L’autopsia sul corpo del ragazzino è prevista in data 6 settembre presso l’ospedale di Castellammare. La Procura della Repubblica di Torre Annunziata e la Procura Minorile di Napoli hanno aperto un’inchiesta riguardo alla vicenda. In una chat memorizzata all’interno del cellulare del ragazzino sarebbero stati rinvenuti messaggi pregni di odio e rancore come “Ucciditi”. Alcuni di questi sarebbero stati inviati poco prima della morte dell’adolescente.

Ragazzino morto a Gragnano: le indagini

Proseguono le indagini sulla morte del 13enne precipitato dal balcone di casa sua a Gragnano. Al momento si indaga per cyberbullismo e istigazione al suicidio. Come informa FanPage, non si esclude che dietro la vicenda possa esserci una storia di gelosia, dato che la vittima aveva iniziato una relazione con un’altra ragazza.

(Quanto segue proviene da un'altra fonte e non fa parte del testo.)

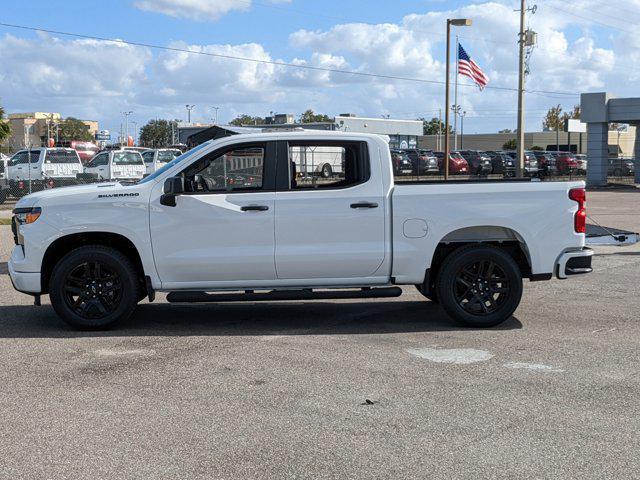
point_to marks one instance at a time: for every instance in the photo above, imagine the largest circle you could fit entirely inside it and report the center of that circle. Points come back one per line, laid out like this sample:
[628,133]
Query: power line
[268,62]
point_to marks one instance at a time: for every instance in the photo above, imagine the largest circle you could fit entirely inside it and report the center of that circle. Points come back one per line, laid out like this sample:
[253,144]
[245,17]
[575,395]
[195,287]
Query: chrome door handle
[254,208]
[364,205]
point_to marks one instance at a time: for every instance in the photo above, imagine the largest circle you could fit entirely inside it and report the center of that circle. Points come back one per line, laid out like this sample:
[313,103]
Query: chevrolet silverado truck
[233,220]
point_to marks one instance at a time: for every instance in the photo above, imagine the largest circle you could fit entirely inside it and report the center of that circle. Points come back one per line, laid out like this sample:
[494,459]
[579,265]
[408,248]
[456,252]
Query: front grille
[14,229]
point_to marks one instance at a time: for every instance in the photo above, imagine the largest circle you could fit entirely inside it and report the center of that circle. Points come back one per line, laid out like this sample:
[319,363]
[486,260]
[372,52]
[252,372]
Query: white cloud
[100,79]
[196,9]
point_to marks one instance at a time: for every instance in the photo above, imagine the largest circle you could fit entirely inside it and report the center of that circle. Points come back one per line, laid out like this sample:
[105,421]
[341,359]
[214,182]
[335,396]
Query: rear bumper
[576,262]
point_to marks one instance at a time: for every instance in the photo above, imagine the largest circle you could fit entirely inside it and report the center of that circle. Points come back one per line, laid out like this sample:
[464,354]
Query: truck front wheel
[93,287]
[479,286]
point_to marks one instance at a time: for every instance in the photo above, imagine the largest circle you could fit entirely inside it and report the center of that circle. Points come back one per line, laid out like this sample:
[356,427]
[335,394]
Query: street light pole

Avvisi di garanzia per 6 giovani

Allo stato attuale dei fatti i carabinieri hanno notificato sei avvisi di garanzia nei confronti di sei giovani, quattro dei quali risultano essere minorenni. Sarebbero tutti della parte alta di Gragnano. I genitori dei ragazzi hanno già nominato dei legali difensori, autorizzati a prendere parte all’autopsia sul corpo del 13enne all’ospedale di Castellammare.